Plant capacity is over 1 million metric tonnes of silicomanganese and 250,000 tonnes of high carbon ferromanganese, along with significant production capabilities in materials required for manganese production (fluxes). Additionally waste slag supplies the construction industry. The alloys are produced from manganese ore and coke in an electric arc furnace.

==Company history==
In 1958 the USSR council of ministers gave a decree for the construction of a manganese ferroalloy plant at Nikopol in Ukraine. Including the factory buildings a water supply and electricity supply had also to be built. By 1966 the factory was sufficiently complete for the first tapping of No.1 furnace.

By 1975 over 2 million tonnes of silico-manganese had been produced. In the troubled times of the 1990s brought about by the collapse of the Soviet Union and Ukrainian independence the factory had difficulty obtaining raw materials, and even the electricity to power the furnaces was in short supply. Nevertheless, by 2004 furnace No. 14 produced its first million tons of alloy.

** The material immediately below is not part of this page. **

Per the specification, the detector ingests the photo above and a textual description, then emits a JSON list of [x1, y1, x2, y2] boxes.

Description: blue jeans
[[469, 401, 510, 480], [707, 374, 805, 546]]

===Privatisation and de-privatisation===

In 2003 as part of a governmental privatisation plan a 50% stake in the plant was sold to Interpipe Group for 80million dollars considered to be a fraction of its true worth. A further 26% was acquired by the Privat Group. The sale later became part of a political scandal in Ukraine relating to privatisations as well as court proceedings to undo the privatisation. The situation echos similar problems with the privatisation of other major Ukrainian industrial concerns, including Luhanskteplovoz and Kryvorizhstal; both being also sold for under market value, in privatisation sales that were later reversed. The company was also fought over by the two major stake holders Privat Group and Interpipe.

Investigations into abuse of authority by the state officials during the initial privatisation have taken place, and the sale was declared illegal in 2005 with attempts to block any further privatisation attempts made in 2006.